The general fertility rate in the U.S. that year was 56.1 births per 1,000 women aged 15-44. South Dakota (66.5), Alaska (64.9), Nebraska (63.6), North Dakota (62) and Texas (61.9) had the highest fertility rates in the country in 2022, according to the CDC.

Vermont (44.3), Oregon (47.3), Rhode Island (47.5), New Hampshire (47.9), Massachusetts (48.7) and Maine (49.7) had the lowest.

What People Are Saying

Vice President JD Vance said at the March for Life event on January 24: “We need a culture that celebrates life at all stages—one that recognizes and truly believes that the benchmark of national success is not our GDP number or our stock market but whether people feel that they can raise thriving and healthy families in our country.”

Jessica Tillipman, an associate dean for government procurement law studies at the George Washington University Law School, told Construction Dive of the memo: “The way that this can be best explained is that the government has extraordinary power with its purse to impact socioeconomic policy.
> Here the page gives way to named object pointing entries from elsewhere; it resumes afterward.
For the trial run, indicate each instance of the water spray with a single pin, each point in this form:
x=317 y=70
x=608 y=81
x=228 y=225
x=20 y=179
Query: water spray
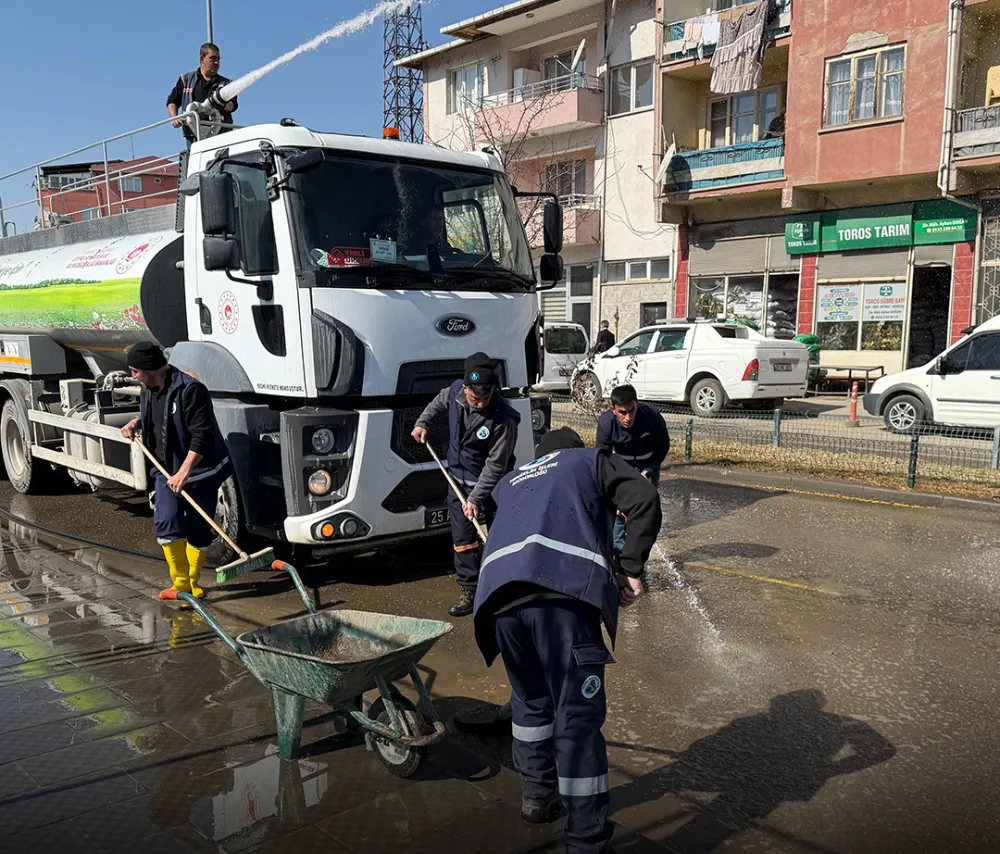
x=210 y=110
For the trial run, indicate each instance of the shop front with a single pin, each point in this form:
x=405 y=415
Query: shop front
x=887 y=287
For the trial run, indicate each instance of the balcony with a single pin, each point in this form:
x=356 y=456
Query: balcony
x=728 y=166
x=676 y=47
x=581 y=221
x=560 y=104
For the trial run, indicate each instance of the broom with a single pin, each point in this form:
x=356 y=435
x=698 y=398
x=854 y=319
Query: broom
x=247 y=563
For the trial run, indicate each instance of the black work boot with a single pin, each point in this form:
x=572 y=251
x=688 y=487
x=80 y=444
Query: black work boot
x=463 y=607
x=544 y=811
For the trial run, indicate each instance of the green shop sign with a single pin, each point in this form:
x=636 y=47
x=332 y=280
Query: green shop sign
x=938 y=221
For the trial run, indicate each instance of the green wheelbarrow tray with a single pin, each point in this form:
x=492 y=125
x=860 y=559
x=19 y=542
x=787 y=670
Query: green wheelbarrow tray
x=334 y=657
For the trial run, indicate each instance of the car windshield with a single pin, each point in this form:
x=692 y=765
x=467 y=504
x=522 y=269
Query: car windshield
x=405 y=223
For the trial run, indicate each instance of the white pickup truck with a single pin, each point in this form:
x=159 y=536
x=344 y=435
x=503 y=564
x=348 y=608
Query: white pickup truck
x=708 y=365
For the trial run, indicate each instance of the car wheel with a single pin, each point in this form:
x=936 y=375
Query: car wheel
x=903 y=414
x=707 y=398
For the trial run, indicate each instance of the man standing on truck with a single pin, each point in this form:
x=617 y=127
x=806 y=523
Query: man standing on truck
x=482 y=429
x=177 y=425
x=196 y=86
x=549 y=581
x=637 y=433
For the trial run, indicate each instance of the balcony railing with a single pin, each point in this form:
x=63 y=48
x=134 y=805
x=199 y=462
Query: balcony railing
x=977 y=132
x=676 y=48
x=727 y=166
x=541 y=88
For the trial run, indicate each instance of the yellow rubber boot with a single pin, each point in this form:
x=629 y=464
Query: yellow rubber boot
x=177 y=563
x=196 y=561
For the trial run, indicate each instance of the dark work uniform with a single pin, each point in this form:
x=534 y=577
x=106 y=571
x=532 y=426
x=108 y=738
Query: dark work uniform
x=480 y=452
x=174 y=420
x=547 y=583
x=193 y=87
x=644 y=446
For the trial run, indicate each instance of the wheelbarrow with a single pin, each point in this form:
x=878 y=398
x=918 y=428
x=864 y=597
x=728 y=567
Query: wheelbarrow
x=335 y=657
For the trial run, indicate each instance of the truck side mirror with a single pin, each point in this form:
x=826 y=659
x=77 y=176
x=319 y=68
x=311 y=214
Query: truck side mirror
x=221 y=253
x=552 y=227
x=218 y=215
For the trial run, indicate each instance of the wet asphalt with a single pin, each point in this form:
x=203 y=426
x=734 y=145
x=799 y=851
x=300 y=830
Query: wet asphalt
x=806 y=675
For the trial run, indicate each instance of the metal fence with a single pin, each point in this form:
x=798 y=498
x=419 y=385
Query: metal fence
x=956 y=461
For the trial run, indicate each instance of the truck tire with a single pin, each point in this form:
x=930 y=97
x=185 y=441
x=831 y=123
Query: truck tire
x=904 y=414
x=25 y=474
x=707 y=398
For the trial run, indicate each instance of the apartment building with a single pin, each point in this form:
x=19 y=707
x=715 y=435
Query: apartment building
x=804 y=177
x=563 y=91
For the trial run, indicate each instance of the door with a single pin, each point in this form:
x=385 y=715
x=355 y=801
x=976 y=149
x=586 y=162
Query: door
x=666 y=365
x=628 y=365
x=256 y=320
x=968 y=393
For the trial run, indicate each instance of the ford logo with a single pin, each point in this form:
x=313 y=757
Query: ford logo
x=455 y=325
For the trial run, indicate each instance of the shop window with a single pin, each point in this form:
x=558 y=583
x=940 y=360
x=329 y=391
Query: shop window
x=865 y=87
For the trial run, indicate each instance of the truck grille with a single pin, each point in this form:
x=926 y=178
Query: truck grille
x=418 y=489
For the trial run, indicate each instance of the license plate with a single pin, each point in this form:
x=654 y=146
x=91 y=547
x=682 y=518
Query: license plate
x=435 y=518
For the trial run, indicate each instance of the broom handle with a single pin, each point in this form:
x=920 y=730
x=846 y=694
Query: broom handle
x=458 y=492
x=192 y=502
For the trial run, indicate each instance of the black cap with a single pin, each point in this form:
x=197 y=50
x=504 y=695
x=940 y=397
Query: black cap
x=562 y=439
x=146 y=356
x=480 y=369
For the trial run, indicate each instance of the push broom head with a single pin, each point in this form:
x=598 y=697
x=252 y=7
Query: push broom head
x=257 y=562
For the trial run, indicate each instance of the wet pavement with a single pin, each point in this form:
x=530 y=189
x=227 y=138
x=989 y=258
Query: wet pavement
x=806 y=675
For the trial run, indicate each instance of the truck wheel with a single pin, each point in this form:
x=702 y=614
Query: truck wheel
x=229 y=516
x=904 y=414
x=707 y=398
x=25 y=474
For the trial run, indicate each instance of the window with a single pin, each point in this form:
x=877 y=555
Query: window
x=631 y=87
x=745 y=117
x=631 y=271
x=258 y=248
x=865 y=87
x=652 y=312
x=566 y=178
x=466 y=88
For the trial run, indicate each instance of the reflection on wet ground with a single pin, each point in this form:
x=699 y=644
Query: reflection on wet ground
x=806 y=676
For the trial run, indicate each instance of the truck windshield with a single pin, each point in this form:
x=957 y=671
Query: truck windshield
x=404 y=223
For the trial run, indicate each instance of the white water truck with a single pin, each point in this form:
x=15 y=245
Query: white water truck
x=294 y=278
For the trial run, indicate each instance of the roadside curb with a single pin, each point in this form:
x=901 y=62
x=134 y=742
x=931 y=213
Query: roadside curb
x=830 y=488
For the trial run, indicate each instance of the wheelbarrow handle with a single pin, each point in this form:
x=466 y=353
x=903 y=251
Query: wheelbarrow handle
x=213 y=624
x=281 y=566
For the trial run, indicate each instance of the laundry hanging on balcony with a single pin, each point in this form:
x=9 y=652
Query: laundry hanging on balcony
x=739 y=56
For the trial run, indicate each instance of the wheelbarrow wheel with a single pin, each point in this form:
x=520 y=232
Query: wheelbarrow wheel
x=398 y=759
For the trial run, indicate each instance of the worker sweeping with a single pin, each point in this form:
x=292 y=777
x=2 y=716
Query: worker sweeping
x=177 y=426
x=482 y=430
x=549 y=580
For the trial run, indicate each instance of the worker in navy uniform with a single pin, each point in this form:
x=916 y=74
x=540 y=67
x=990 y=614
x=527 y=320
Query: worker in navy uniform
x=548 y=582
x=638 y=434
x=177 y=425
x=482 y=436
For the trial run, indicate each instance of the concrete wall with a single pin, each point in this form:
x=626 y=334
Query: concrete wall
x=822 y=29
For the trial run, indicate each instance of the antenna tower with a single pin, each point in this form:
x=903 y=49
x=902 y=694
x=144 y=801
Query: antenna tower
x=403 y=88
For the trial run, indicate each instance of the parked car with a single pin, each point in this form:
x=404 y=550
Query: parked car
x=566 y=345
x=960 y=388
x=707 y=365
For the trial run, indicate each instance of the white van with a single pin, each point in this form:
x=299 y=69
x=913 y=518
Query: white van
x=961 y=388
x=566 y=345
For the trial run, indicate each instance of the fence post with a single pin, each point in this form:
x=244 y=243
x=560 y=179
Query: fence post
x=911 y=473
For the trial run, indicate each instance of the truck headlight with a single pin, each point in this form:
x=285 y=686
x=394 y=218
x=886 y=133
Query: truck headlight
x=323 y=441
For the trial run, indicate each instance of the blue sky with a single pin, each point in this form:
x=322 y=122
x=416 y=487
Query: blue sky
x=75 y=72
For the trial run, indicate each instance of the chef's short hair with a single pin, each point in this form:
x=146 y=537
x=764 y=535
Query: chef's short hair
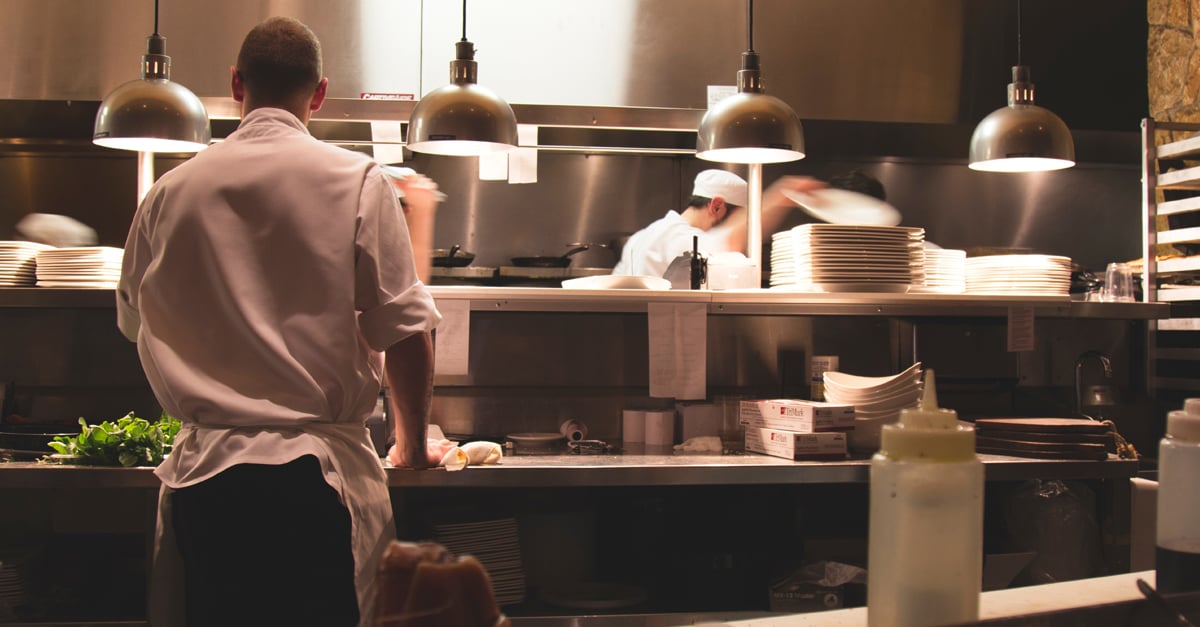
x=280 y=59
This is to my knowledge the first time I’ve ever seen what I call a collateral preference for marriage and birth rate.”

What Happens Next

It remains unclear what effect the instructions contained in the undated memo, which the DOT has not publicly commented on, may have—whether they will encourage unmarried Americans to tie the knot and have more children or cut crucial resources from communities that may need the support to reach the financial stability many consider necessary to build a family.